How does mediation work when contesting a will?
Published 25 Feb 2015
Author: David Cossalter
Mediation is a step in the process of an inheritance dispute that usually precedes going to court. The focus of mediation is to come to mutually agreeable terms between the executors of the estate in question and the individuals contesting a will\P
The two parties come together in a confidential meeting where the details of the dispute can be discussed and negotiated. A contesting wills lawyer or a similarly qualified person acts as a mediator.
One of the primary benefits of mediation is that it is a cheaper alternative to a judge’s decision, as the costs of a court case can begin to mount when a claim becomes a drawn-out affair.

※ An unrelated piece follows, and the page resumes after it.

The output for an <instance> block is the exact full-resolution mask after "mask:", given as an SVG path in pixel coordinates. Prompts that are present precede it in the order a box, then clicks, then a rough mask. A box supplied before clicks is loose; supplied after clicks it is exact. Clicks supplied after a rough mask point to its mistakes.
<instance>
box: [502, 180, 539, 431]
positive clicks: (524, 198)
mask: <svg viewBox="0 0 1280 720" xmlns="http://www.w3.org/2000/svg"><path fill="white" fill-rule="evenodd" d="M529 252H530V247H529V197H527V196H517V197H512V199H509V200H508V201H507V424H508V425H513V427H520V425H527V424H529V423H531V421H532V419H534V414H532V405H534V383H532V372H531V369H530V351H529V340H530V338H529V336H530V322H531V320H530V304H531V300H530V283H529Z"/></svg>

Some people also prefer this process because the mediator is an independent voice who can help both parties avoid confrontation and emerge from the meeting without damaging long-term relationships. This is particularly important when the people involved are close family members or friends.
Even when mediation is unsuccessful, it often enables the executors and the claimants to better understand each other’s arguments, potentially reducing the amount of time wasted in future hearings and court appearances. These meetings are also more informal and flexible to participants’ schedules than court hearings.
Preparing for mediation
If you are making a family provision claim, there are a number of steps that usually occur before you reach the mediation stage. Firstly, you will need to find a lawyer who has expertise in challenging wills.
Your legal representation can assess your case, gather evidence on your behalf and present the facts to the executors of the estate. In some cases, this is enough to secure a satisfactory settlement.
However, there are reasons why a settlement is not to your advantage. For example, the executor may not honestly disclose relevant information regarding the deceased’s assets. In other words, you are essentially negotiating in the dark.
If you are unhappy with proposed settlements, the next step is to consider mediation. Importantly, the executor will be required to show you a comprehensive list of the testator’s assets.
Not only does this give you a better idea of how much you may be entitled to, it also enables you to present your evidence to a mediator who can offer impartial recommendations on your claim.
While mediation may not necessarily be successful, you should be more prepared for a court case if you decide to take this route.